I’m sure it’s a surprise to nobody that I was once a theatre kid. Always will be to some extent. Even though I haven’t laid my hand on a script for at least two years now, some part of me still longs to be back, running rehearsals, repeating scenes again and again, having my weekly breakdown in the tech booth.
Under my tutelage, we have never done a Shakespeare play. That is neither a brag nor regret; Shakespeare wasn’t something I felt that my cast could pull off with as limited rehearsal time as we had. We already struggled to get lines down as is, we didn't need five whole acts to understand our shortcomings.
But in Mona Awad’s All’s Well, there is no room for these kind of considerations, there is only do. After her own career came to a tragic end when she fell off a stage mid-performance, Miranda Fitch’s closest link to the stage is a job as an assistant professor in a college’s Theatre Studies department. But mutiny brews when Fitch chooses All’s Well That Ends Well as their play for the year, rather than the more popular MacBeth. And all this is made worse by her lingering injury that leaves her with severe chronic pain in her back and hip that no doctor—accreditated or otherwise—can find a cure for. That is until Fitch meets three mysterious benefactors who promise they can take away her pain as long as she puts on a good show.

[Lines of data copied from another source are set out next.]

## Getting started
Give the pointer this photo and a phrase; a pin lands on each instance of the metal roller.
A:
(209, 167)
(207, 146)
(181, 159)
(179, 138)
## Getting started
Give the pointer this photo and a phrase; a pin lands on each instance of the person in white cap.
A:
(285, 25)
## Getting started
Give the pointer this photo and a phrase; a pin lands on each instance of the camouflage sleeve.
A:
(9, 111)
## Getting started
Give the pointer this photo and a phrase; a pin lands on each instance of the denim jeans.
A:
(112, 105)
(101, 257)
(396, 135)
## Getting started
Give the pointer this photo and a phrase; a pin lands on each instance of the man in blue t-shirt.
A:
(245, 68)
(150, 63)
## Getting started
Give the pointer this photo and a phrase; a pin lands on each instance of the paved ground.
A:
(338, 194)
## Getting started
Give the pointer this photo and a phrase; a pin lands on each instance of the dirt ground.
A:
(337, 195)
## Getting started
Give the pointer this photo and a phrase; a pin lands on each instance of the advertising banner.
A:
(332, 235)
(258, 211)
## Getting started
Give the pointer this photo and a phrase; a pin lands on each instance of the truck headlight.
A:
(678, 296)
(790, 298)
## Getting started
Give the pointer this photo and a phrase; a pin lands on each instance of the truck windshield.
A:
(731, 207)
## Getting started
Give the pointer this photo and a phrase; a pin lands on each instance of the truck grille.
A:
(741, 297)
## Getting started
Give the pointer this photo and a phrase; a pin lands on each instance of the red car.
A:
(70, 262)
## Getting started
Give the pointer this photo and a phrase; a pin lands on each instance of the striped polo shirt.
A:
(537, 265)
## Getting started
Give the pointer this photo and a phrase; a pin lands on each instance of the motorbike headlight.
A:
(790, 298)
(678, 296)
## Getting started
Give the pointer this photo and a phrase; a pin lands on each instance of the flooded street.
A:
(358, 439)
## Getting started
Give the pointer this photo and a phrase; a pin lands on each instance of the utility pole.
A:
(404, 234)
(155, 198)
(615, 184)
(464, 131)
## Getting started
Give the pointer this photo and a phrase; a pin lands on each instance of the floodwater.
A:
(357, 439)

I was sold the moment I was recommended this book because of its theatre storyline. (Naturally, I’m biased.) I’ve been looking for the spiritual successor to If We Were Villains for the longest time now, but All’s Well is more like A Certain Hunger or Gone Girl.
And just like those two novels, this book is wild. I genuinely got a little afraid the more I read, but it was the kind of fear where it made it impossible to set this book down. I read All’s Well in two separate bouts: the first time, I only got through maybe about 150-ish pages, but when I picked it up again, I just couldn’t put it down. I remember trying to stop at 200 page mark because I wanted to pace myself, and then immediately finishing the rest of the novel because I was so desperate to know what was going to happen next.
It was me racing through the book that actually made me think I got confused on the ending due to its ambiguity — and here is where some people might be turned off. Towards the end, the novel definitely gets more abstract, mirroring how Fitch is losing touch with reality, and the final scenes are incredibly worthy of annotation and group discussions á la literature class. I actually had to go back and re-read the last few chapters just to make sure I didn’t miss any details. I’ve come to my own conclusion about what the ending means but I would love to hear yours in the replies if you’ve read this book before.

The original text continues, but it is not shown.